Hiking to and Experiencing Seljavallalaug
Everybody loves a short hike, right? Well good news, the hike back to Seljavallalaug is only 15-20 minutes!
Seljavallalaug Mountain Pool Information:
- GPS Coordinates to Seljavallalaug: 63° 33? 58.4? N, 19° 36? 27.3? W
- Google Map of the area.
- Open: Year Round
- Time: 20 minutes (one way)
- Hiking Elevation: 200 feet
- Length: Slightly over 1 mile.
- Terrain: Rocky.
- Special Features: Small Stream Crossing
Furthermore, heading out from the car park you will hike directly back into the valley. You’ll experience a tiny hill and rocky terrain. Depending on the weather, you may jump over a small stream (most likely when it has rained that week). No need for water shoes. But maybe hiking poles if you feel more stable and confident as a hiker. Likewise if you’ve been hiking for 10 minutes and don’t see the pool, don’t freak out. It’s there and you’re likely close but you cannot see it from the parking lot or early on in the hike.
Once there, you’ll bask in the beauty of the Lambaellsheiði and Raufarfellsheiði Mountains around you. Breathe in the fresh air, close your eyes, and marvel in the silence! Next, if you did not put on your bathing suit under your hiking clothes, there are changing rooms but we do not recommend them. Seljavallalaug is location that is kept up by volunteers who come once a year. Unfortunately, many people who visit over the year do not respect the area and leave their trash behind. Please don’t do this. More about this below…
Surprises about Seljavallalaug:
- It’s an extremely rugged experience.
- The water temperature will be lukewarm or less. Somewhere between 68-86 degrees Fahrenheit.
- You will find algae on the walls, floating beside you, and likely things growing on the bottom! Delight in your newly found nature friends 😉
- If you peak your head into the changing rooms, you’ll likely wish you hadn’t. Maybe even plug your nose!
Be a Responsible Tourist in Iceland
Don’t be the person who just takes, be a giver. Give back to the local community and other visitors who will follow in your footsteps. How can you do this? For example, be a responsible tourist in Iceland! Meanwhile, you can also keep the golden rule… Leave the area better than you found it! Here are a few ideas to consider:
- When you arrive at the Seljavallalaug Car Park check the area for trash. Pick it up if you see it, including cigarette buds!

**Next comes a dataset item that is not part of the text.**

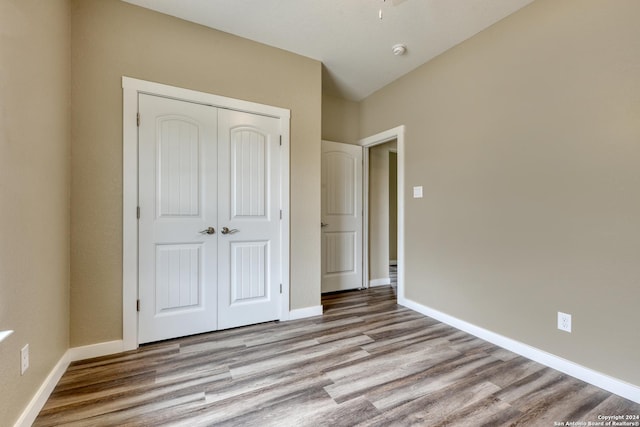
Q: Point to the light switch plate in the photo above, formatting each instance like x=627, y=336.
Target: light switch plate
x=417, y=192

- While on the hike to the mountain pool, be on the lookout for lost items or other trash items.
- Upon arrival to Seljavallalaug, again look for trash around the pool. Most common are wrappers, water bottles, beer cans, etc.
- Before you leave, maybe even scoop some trash items out of the changing rooms too! That is totally a “pay it forward” action in being a responsible tourist but also good karma!
- If others are enjoying the pool alongside of you, keep your voices down and don’t play music unless you respectfully ask the other patrons.
- Do not fly a drone here unless you have asked the other individuals nearby if they are okay with it. Super rude if you don’t!